Juni 21, 2019

Sinnen und Ankommen

Das Fest zu 100 Jahre Dreigliederung in Achberg Ende April, an dem 200 TeilnehmerInnen anwesend waren, war ein besonderes Fest. Ich nahm insgesamt drei Impulse wahr, sicherlich subjektiv, die (nicht wirklich) neu waren, aber für mich in dieser Klarheit erstmalig zu Tage traten.

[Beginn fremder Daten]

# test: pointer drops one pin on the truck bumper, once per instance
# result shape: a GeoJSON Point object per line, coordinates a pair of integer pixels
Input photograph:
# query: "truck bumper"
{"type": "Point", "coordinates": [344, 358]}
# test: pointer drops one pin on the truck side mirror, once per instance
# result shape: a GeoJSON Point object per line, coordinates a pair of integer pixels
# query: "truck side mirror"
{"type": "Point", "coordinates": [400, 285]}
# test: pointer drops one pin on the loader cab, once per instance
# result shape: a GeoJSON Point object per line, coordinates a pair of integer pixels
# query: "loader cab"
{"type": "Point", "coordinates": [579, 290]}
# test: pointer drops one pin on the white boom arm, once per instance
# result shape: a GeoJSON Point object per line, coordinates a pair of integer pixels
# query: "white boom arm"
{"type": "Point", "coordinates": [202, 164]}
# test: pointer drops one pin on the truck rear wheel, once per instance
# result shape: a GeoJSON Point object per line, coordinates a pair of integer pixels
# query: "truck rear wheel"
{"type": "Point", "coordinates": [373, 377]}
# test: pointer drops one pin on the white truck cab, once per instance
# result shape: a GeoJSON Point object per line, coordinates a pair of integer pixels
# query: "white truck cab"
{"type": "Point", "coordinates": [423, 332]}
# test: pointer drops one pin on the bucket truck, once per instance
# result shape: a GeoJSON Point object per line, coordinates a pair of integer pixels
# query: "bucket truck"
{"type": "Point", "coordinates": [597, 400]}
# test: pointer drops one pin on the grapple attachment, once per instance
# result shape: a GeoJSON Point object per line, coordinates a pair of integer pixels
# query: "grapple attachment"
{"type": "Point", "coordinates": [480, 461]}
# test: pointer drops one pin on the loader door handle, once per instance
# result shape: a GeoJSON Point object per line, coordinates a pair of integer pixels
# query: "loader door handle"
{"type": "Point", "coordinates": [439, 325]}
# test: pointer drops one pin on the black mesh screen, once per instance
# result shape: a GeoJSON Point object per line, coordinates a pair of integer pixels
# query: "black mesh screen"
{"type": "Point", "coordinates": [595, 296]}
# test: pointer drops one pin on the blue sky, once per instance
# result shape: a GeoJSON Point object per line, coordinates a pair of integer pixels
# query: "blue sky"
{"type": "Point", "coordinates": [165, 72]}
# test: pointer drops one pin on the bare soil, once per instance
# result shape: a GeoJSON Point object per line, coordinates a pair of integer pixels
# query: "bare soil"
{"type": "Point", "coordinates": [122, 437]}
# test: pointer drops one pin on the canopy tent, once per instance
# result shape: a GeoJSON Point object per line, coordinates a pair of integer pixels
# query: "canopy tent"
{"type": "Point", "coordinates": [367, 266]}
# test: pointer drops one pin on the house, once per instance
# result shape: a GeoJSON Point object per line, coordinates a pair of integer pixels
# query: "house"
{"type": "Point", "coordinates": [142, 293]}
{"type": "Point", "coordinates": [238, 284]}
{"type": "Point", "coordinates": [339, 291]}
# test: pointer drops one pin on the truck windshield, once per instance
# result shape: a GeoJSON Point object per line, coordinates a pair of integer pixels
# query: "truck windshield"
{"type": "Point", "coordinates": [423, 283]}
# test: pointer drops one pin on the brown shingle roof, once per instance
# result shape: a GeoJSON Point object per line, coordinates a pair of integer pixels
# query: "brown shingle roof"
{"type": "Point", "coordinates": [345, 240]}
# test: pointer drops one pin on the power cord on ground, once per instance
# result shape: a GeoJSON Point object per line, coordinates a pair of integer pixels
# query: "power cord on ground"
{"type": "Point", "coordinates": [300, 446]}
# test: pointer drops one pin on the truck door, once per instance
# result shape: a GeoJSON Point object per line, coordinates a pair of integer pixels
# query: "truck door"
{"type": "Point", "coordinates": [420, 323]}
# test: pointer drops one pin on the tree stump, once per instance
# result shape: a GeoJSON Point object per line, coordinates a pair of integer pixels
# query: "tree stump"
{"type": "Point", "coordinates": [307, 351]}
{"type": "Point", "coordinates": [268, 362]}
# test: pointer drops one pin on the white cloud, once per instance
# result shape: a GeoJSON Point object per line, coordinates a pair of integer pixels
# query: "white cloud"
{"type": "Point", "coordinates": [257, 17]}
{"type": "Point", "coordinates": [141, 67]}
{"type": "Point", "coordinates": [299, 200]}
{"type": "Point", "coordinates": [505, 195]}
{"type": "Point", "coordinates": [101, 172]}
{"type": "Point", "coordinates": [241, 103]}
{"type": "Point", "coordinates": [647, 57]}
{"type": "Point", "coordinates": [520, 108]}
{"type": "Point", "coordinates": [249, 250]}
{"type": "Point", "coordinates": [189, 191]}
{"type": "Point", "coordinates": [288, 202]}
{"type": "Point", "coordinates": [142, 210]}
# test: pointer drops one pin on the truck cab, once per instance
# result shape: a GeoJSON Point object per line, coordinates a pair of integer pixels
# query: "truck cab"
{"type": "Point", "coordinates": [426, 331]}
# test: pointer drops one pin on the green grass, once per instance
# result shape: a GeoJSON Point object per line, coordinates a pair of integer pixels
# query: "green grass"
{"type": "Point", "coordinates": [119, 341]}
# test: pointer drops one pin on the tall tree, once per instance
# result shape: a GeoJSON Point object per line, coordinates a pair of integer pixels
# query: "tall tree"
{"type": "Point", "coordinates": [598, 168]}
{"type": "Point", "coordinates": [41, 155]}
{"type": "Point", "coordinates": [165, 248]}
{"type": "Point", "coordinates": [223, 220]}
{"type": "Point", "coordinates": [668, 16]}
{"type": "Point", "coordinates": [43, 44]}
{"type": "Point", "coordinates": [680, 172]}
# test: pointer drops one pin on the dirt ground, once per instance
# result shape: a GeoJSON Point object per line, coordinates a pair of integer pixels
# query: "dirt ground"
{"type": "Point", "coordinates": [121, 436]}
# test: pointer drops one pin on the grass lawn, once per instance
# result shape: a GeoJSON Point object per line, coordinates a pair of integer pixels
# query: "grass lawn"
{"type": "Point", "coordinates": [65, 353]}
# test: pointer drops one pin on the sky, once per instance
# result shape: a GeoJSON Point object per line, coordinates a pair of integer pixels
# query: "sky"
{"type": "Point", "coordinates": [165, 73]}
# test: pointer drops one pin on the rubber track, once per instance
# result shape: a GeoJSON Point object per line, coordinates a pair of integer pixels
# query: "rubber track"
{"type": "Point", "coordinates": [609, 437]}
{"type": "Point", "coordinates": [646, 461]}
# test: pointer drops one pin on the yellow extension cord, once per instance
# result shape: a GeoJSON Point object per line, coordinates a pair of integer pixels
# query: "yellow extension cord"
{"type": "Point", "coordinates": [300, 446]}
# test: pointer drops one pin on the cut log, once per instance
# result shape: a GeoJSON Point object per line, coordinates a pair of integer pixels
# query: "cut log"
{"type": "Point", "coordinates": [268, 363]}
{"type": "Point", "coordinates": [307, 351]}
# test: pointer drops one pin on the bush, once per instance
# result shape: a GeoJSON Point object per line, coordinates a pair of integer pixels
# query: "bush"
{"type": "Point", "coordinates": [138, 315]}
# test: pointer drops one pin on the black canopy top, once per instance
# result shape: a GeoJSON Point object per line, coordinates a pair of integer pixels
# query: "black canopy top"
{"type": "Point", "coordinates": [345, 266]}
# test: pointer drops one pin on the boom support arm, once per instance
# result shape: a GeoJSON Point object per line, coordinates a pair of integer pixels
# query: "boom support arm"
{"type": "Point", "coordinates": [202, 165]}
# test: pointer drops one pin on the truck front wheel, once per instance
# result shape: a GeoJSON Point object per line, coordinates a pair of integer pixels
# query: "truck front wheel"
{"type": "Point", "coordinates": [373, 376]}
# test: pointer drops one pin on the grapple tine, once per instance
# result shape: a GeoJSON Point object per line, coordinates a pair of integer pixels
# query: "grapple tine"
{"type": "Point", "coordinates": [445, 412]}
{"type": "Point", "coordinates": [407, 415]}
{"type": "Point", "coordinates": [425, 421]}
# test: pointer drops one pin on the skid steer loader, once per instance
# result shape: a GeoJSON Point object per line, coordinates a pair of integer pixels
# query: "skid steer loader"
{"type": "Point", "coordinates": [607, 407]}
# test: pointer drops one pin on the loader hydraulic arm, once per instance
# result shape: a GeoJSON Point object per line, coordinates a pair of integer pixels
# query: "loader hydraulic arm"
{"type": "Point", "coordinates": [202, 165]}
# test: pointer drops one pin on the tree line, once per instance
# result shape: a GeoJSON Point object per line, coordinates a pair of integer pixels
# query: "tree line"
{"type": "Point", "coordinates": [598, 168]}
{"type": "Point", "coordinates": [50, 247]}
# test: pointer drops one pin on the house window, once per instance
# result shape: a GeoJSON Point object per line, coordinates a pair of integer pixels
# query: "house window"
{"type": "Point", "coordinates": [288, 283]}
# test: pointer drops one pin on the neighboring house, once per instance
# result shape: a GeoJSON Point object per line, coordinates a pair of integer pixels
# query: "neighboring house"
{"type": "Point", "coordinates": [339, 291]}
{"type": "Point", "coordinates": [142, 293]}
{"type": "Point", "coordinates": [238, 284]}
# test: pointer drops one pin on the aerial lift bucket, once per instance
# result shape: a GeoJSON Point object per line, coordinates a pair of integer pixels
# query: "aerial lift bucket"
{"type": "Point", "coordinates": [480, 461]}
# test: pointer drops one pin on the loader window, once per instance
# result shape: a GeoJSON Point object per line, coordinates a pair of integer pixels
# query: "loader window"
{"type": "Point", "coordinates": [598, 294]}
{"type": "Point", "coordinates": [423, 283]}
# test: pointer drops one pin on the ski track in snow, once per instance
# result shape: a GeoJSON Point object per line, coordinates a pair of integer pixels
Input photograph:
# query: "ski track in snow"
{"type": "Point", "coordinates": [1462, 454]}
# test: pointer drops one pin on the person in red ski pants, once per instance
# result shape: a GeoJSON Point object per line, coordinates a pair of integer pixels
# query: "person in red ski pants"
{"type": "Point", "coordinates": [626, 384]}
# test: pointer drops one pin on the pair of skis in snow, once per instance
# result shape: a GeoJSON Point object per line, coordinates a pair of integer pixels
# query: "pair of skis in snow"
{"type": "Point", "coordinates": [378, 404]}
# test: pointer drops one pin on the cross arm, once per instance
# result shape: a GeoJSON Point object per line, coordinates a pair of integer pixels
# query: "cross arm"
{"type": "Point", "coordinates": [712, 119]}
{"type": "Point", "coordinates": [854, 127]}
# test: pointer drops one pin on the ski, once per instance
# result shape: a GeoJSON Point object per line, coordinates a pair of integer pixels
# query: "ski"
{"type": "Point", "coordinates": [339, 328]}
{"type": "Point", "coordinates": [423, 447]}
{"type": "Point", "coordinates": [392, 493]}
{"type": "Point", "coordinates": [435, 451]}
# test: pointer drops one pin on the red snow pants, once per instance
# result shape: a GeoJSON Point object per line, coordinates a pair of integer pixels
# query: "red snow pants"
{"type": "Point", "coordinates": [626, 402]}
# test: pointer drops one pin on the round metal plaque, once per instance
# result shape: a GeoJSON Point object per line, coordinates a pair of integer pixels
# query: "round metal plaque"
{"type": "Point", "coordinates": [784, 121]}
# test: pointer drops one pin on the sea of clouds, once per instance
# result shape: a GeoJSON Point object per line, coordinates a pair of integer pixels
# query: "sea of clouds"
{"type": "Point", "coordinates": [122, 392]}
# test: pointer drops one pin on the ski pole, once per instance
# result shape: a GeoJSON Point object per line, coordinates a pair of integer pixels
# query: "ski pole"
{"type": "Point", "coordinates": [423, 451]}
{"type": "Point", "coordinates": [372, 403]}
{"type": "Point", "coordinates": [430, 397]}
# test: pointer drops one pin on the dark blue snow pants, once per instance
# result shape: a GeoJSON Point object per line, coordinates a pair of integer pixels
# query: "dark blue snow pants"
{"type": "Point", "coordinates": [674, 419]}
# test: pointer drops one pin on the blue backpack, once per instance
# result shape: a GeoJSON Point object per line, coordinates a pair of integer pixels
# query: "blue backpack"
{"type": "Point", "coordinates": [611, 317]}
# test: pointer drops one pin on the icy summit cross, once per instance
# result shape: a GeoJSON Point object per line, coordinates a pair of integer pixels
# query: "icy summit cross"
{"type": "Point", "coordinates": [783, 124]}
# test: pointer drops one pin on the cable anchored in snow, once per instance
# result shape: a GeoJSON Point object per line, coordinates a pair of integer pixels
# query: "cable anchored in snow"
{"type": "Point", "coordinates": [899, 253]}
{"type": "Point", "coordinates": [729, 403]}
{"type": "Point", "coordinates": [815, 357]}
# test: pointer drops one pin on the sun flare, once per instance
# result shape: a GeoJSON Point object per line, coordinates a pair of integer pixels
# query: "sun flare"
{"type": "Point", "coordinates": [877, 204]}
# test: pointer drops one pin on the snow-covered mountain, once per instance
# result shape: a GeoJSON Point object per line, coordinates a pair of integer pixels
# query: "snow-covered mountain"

Es kommt auf den inneren Wandel an, ohne dabei die sozialen Löungen, die Zivilgesellschaft und die Politik aus dem Blick zu nehmen. Und drittens war eine deutliche Verjüngung der TeilnehmerInnen festzustellen.
Da war zum einen Hildegard Kurt, Kulturwissenschaftlerin und meine Lieblingsautorin seit zwei Jahren, die es schaffte, in ihrem Vortrag „Zur transformativen Dimension des Festes“ mehrere Impulse zusammenzutragen. Sie knüpfte an das Wort von Beuys an „Ohne die Rose tun wir´s nicht“ und verdeutlichte daran, wie die Dreigliederungsbewegung in einem Prozess ist, der erst in der überraschenden Blüte ein Ende findet. Gleichzeitig stellte sie die Probleme der Welt ebenso an der Rose dar, denn diese Rose ist ein Massenprodukt des globalisierten Kapitalismus, die nicht einmal mehr duftet. Gleichzeitig schärfte sie den Blick darauf, das die Dreigliederungsbewegung nicht darin verharren sollte, was denn nun wirklich damit gemeint ist, sondern sie sollte ihren Blick darauf richten, was in der Zivilgesellschaft passiert. Dort spiegelt sich die Entwicklung des Individualismus hin zu Kreisen von Menschen, die ihre jeweils eigenen Egoismen (im positiven Sinn) wirksam in einen gesellschaftlichen, sozialen Zusammenhang stellen.
„Die Zeit der Elefanten ist vorbei“, meinte sie angesichts der starken Männer, die die Dreigliederungsbewegung von Achberg aus gestalteten. Die Zeit der Initiativen und Projekte muss ins Auge gefasst werden.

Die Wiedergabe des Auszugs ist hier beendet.